Na última sexta, o ministro Celso de Mello, do Supremo Tribunal Federal (STF), decidiu permitir a divulgação do vídeo, com exclusão de apenas dois trechos, da reunião ministerial ocorrida no dia 22 de abril, na qual, segundo o ex-ministro da Justiça Sergio Moro, o presidente teria tentado interferir no comando da Polícia Federal (PF).

A expectativa pela decisão do ministro havia dominado o mercado naquele dia, e o veredicto de Celso de Mello foi conhecido por volta de 17h, quando as operações no mercado de dólar à vista estavam encerrando. O mercado futuro -- que fecha às 18h --, porém, capturou as reações, e os contratos de dólar da B3 chegaram a ceder 0,81%, enquanto o dólar à vista havia fechado em queda de apenas 0,15%.

Portanto, a queda do mercado nesta segunda refletia um ajuste ao movimento do segmento futuro na sessão anterior. Mas mesmo o dólar no mercado futuro ainda perdia fôlego nesta sessão, sinal de que o mercado via menos ruído político daqui para a frente.
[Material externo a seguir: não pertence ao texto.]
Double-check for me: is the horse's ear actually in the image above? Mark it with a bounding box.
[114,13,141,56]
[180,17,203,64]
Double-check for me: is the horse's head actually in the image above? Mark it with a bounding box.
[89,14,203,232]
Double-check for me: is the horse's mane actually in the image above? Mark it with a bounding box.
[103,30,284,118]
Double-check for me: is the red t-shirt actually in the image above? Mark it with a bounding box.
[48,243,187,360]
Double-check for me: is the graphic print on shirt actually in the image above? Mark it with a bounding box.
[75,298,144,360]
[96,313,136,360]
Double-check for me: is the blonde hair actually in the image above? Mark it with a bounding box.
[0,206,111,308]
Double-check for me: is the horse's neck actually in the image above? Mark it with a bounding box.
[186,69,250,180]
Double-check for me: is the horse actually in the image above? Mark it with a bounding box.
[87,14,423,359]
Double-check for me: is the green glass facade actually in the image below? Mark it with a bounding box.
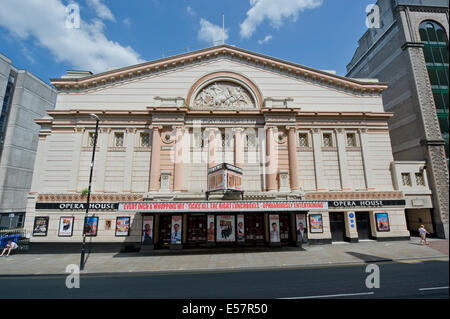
[419,21,449,164]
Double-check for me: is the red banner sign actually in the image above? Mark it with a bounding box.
[119,201,328,212]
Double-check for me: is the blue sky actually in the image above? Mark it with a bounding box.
[0,0,375,82]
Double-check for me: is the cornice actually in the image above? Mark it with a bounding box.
[50,44,387,93]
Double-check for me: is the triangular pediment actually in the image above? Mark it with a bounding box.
[51,44,387,95]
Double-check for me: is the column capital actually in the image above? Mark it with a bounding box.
[358,128,367,133]
[126,127,137,133]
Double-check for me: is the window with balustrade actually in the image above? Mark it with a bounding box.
[419,21,449,163]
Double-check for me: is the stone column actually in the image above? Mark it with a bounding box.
[68,127,85,193]
[234,128,243,169]
[30,133,48,194]
[287,126,300,191]
[266,127,278,191]
[335,128,352,191]
[359,129,375,190]
[207,128,217,168]
[344,211,358,243]
[94,128,111,193]
[123,128,136,193]
[173,126,184,191]
[150,126,162,192]
[311,128,327,191]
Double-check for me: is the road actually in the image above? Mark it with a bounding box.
[0,259,449,299]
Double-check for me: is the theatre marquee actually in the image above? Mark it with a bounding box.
[118,201,328,213]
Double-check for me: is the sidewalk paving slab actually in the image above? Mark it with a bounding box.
[0,238,448,276]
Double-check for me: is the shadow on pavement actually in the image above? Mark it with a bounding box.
[345,251,392,262]
[110,247,305,258]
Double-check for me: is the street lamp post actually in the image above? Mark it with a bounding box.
[80,113,100,270]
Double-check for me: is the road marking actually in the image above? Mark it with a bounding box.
[277,292,375,299]
[419,287,448,291]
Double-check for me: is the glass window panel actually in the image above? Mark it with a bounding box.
[428,69,439,85]
[433,92,444,110]
[423,45,433,63]
[436,28,447,43]
[427,23,437,42]
[114,133,123,147]
[402,173,411,186]
[442,91,449,111]
[323,133,333,147]
[441,48,448,64]
[433,48,444,63]
[141,133,150,147]
[436,69,448,86]
[439,115,448,139]
[299,133,308,147]
[419,27,428,42]
[416,173,425,186]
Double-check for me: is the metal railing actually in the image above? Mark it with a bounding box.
[0,228,30,250]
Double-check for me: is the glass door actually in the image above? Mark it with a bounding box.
[280,214,291,242]
[187,215,206,244]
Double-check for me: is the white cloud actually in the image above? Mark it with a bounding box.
[0,0,143,73]
[240,0,323,38]
[186,6,196,17]
[258,34,272,44]
[86,0,116,21]
[198,19,228,44]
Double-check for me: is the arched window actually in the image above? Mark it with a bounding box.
[419,21,449,163]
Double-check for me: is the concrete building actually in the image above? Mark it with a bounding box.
[0,54,56,228]
[347,0,449,238]
[25,45,430,248]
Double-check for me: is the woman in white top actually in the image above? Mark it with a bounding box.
[0,241,19,257]
[419,225,430,245]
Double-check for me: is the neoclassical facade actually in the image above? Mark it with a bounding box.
[25,45,424,249]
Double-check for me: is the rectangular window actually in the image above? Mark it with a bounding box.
[114,133,123,147]
[141,133,150,147]
[347,133,356,147]
[246,134,256,147]
[193,133,203,147]
[323,133,333,147]
[416,173,425,186]
[88,132,95,147]
[402,173,412,186]
[298,133,309,147]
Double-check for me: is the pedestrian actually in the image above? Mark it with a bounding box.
[419,225,430,245]
[0,241,19,257]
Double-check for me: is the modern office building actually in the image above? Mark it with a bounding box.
[25,45,431,248]
[347,0,449,238]
[0,54,56,228]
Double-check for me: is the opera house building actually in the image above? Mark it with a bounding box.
[25,45,433,250]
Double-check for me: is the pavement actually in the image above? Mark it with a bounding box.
[0,238,449,276]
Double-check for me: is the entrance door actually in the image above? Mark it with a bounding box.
[244,214,264,243]
[356,212,370,239]
[280,214,291,243]
[330,212,345,241]
[159,215,172,248]
[187,215,206,245]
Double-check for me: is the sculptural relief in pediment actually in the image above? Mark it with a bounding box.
[193,81,256,109]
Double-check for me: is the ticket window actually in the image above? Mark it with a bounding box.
[244,214,264,241]
[159,215,172,246]
[280,214,291,242]
[187,215,207,242]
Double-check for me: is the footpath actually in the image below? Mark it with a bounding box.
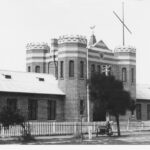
[0,131,150,145]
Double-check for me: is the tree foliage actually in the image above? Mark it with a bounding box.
[89,73,134,134]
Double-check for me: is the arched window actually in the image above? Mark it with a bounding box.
[35,66,40,73]
[122,68,127,82]
[80,61,84,78]
[131,68,134,83]
[97,65,101,73]
[69,60,74,77]
[60,61,64,78]
[91,64,95,73]
[28,66,31,72]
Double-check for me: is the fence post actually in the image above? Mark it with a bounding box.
[127,119,130,131]
[53,122,56,133]
[73,122,77,135]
"Por não ter nada de novo, tendo a acreditar que não deveria haver um aumento de probabilidade de qualquer cenário de impeachment ou complicação política", disse Dan Kawa, sócio da TAG Investimentos.

Mas incertezas políticas podem permanecer. "Não obstante, a crise política deve continuar, dessa vez com o foco nas acusações de Paulo Marinho sobre vazamentos da Operação Furna da Onça por um delegado da PF para Flávio Bolsonaro", avaliou a Guide Investimentos.

Para Étore Sanchez, economista-chefe da Ativa Investimentos, embora o real esteja performando bem nos últimos dias, parte do movimento também decorreu de fatores externos. "O Brasil não virou a sensação de uma hora para a outra. E a redução do risco político de curto prazo não significa que qualquer outro risco que vier será fichinha", alertou.

Analistas do CIBC Capital Markets, braço do Canadian Imperial Bank of Commerce, avaliam que "vazamentos de investigações continuarão sendo prejudiciais" para aqueles com posições compradas em reais.

"Revisamos nossa previsão para a taxa Selic para entre 2,0%-2,25% até o final de 2020. A clara postura dovish (inclinada a queda de juros) do BC (Banco Central), apesar dos maiores riscos fiscais, também deve pressionar o real no curto prazo", disseram em nota. A meta Selic está em 3,00%.

De toda forma, a avaliação sobre o vídeo reduz o risco de curto prazo que vinha impondo ao real o pior desempenho frente a seus pares. Nesta sessão, a moeda brasileira, de longe, liderou os ganhos entre os principais rivais, num dia de dólar fraco contra vários pares emergentes e sem a referência de Wall Street, cujas operações permaneciam fechadas pelo feriado do Memorial Day.

O Banco Central (BC) vendeu nesta segunda-feira todos os US$ 2 bilhões ofertados em leilão de rolagem de linhas de dólares com compromisso de recompra e colocou também o lote integral de 12 mil contratos de swap cambial tradicional, também para rolagem.